UN Envoy’s Remarks Get Mixed Reviews

Reaction to a scathing UN envoy’s assessment of the human rights situation in Cambodia drew mixed reviews from foreign diplomats Thursday, while CPP lawmakers continued to attack its validity.

CPP lawmaker Cheam Yeap accused Yash Ghai, the UN special representative for human rights in Cambodia, of conducting flawed research and claimed that Ghai based his withering findings on the accounts of government critics.

But Canadian Ambassador Donica Pottie said Ghai’s speech on Tuesday in Geneva was a reminder that the international community needs to do more to advocate for rights in Cambodia.

Speaking before the UN Human Rights Council, Ghai said rights violations in Cambodia continue on a “systematic scale,” and accused Prime Minister Hun Sen’s ruling CPP of subverting the democratic process to retain its hold on power. He also accused the government of undermining legitimate political opposition and using the state “for the accumulation of private wealth.”

“If the report was true it’s not a problem, but the report is just based on the fact that Yash Ghai only walked four or five steps in Cambodia,” Cheam Yeap said.

He also denied that the CPP has consolidated power by undermining its opposition.

“The government has given many positions within the National Assembly to the opposition party,” he said.

Cheam Yeap said human rights in Cambodia are improving, and that despite Ghai’s report, the UN served a purpose in Cambodia.

“The government should not abandon the UN and the UN human rights office in Cambodia,” he said, though he added that UN Secretary-General Kofi Annan should pressure Ghai to “speak the truth.”

Pottie said she agreed with Ghai’s appeal to the international community to apply pressure to Cambodia to give higher priority to rights.

“It was clear that Yash Ghai’s address did reflect his honest and genuine assessment of [Cam­bodia],” she said. “He made a reasoned appeal to the international community.”

“We’ve tried to be an effective advocate of human rights. Mr Yash Ghai’s speech is a reminder that we need to do more and it’s a reminder I take very much to heart,” she added.
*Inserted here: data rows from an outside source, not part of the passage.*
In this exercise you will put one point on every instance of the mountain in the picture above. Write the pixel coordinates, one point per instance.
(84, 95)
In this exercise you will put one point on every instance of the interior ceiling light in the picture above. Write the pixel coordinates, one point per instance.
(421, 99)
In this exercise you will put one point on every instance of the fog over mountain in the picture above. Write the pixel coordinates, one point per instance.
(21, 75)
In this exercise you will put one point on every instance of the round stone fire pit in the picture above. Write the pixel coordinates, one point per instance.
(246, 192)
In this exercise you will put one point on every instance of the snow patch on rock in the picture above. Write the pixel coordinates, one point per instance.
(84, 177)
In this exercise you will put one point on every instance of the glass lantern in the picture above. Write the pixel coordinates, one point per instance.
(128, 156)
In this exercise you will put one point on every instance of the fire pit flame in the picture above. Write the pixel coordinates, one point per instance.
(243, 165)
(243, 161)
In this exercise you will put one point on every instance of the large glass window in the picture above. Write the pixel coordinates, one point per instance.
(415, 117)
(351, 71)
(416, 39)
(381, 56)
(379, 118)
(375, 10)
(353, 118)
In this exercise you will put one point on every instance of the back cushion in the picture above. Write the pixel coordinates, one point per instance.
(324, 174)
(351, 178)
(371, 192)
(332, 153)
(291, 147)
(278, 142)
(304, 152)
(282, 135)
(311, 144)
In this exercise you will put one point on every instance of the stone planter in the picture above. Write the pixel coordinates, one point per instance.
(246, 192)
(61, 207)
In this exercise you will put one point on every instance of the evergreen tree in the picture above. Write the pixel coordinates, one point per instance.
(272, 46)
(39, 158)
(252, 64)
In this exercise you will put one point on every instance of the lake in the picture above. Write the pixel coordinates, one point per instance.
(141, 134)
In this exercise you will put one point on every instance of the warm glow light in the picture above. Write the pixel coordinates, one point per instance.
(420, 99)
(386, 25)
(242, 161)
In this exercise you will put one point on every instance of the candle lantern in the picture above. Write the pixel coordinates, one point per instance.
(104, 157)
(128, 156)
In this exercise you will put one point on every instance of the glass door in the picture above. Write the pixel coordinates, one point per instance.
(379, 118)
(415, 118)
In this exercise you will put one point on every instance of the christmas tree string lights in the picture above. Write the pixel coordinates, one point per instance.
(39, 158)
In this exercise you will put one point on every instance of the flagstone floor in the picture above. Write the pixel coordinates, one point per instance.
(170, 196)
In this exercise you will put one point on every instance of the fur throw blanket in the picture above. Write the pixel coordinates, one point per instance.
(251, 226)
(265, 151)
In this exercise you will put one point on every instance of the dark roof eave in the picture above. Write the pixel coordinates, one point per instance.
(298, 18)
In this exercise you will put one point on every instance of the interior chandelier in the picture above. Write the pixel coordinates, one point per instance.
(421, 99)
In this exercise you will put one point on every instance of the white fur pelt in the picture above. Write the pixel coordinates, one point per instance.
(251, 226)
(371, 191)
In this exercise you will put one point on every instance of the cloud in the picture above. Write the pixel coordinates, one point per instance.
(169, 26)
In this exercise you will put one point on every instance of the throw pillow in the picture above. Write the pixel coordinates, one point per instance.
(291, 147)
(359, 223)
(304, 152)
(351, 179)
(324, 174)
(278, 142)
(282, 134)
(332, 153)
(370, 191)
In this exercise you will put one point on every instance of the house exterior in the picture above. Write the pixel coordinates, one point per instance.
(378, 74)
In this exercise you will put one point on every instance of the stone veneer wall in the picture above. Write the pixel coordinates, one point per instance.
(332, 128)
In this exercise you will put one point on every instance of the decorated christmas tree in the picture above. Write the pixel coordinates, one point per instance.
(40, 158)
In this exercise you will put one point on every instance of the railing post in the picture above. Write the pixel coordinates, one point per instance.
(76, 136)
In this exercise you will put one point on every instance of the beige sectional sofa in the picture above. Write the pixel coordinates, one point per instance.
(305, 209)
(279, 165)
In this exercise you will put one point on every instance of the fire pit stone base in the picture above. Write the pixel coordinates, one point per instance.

Officials in Geneva discussed Ghai’s report Tuesday.

Kirsti Pohjankukka, speaking on behalf of the European Union, commended Ghai’s report on Cambodia.

“The issue of impunity was of particular concern for the Euro­pean Union, in particular for persons who were politically and economically well placed,” she said, according to a statement issued by the UN Center for Human Rights.

Warren Tichenor, permanent representative of the US to the UN and other international organizations in Geneva, said his country was encouraged by the improvements made in Cambodia, according to the statement.

However, Tichenor expressed concern that Cambodia’s ethnic minorities had difficulties in accessing water and land.

In Phnom Penh, Hun Sen’s human rights adviser Om Yen­tieng, said simply: “We do not bother with [Ghai’s] statement.”

“His curse will not be victorious over the government,” Om Yen­tieng added. “Many millions of people know the truth.”

The Cambodian Center for Human Rights issued a statement supporting Ghai.

“CCHR appreciates Yash Ghai’s report and supports his evaluation of the human rights situation in Cambodia, particularly what he said about the denial of fundamental freedoms to the citizens, the dependency of the courts and the corruption that is endemic in our country,” the statement said.

The Hong Kong-based Asian Human Rights Commission is­sued a statement calling for do­nors and the international community to “work harder to impress upon the Cambodian government the need to ensure respect for the constitutional rights of the Cam­bodian people, especially the precious rights to freedom of expression and assembly.”

Australian Embassy spokesman Guy Ruediger declined comment on Ghai’s statement.

A receptionist at the British Embassy said the embassy’s press officer was too busy to speak to the media this week. An official at the French Embassy said that they had not read the report and could not comment.

Australia, France and Britain provide significant amounts of official development assistance to the Cambodian government.

Cheam Yeap said Hun Sen will be the final judge of Ghai’s report.

After Ghai stated in March that there was too much power concentrated in the hands of one person in Cambodia for freedom to flourish, Hun Sen branded him “rude,” a “long-term tourist” and demanded that the UN fire him.

“The ultimate response to Yash Ghai is up to Samdech Hun Sen,” Cheam Yeap said.

“No other prime minister is as good as Prime Minister Hun Sen because he walks in the dirty flooded water.”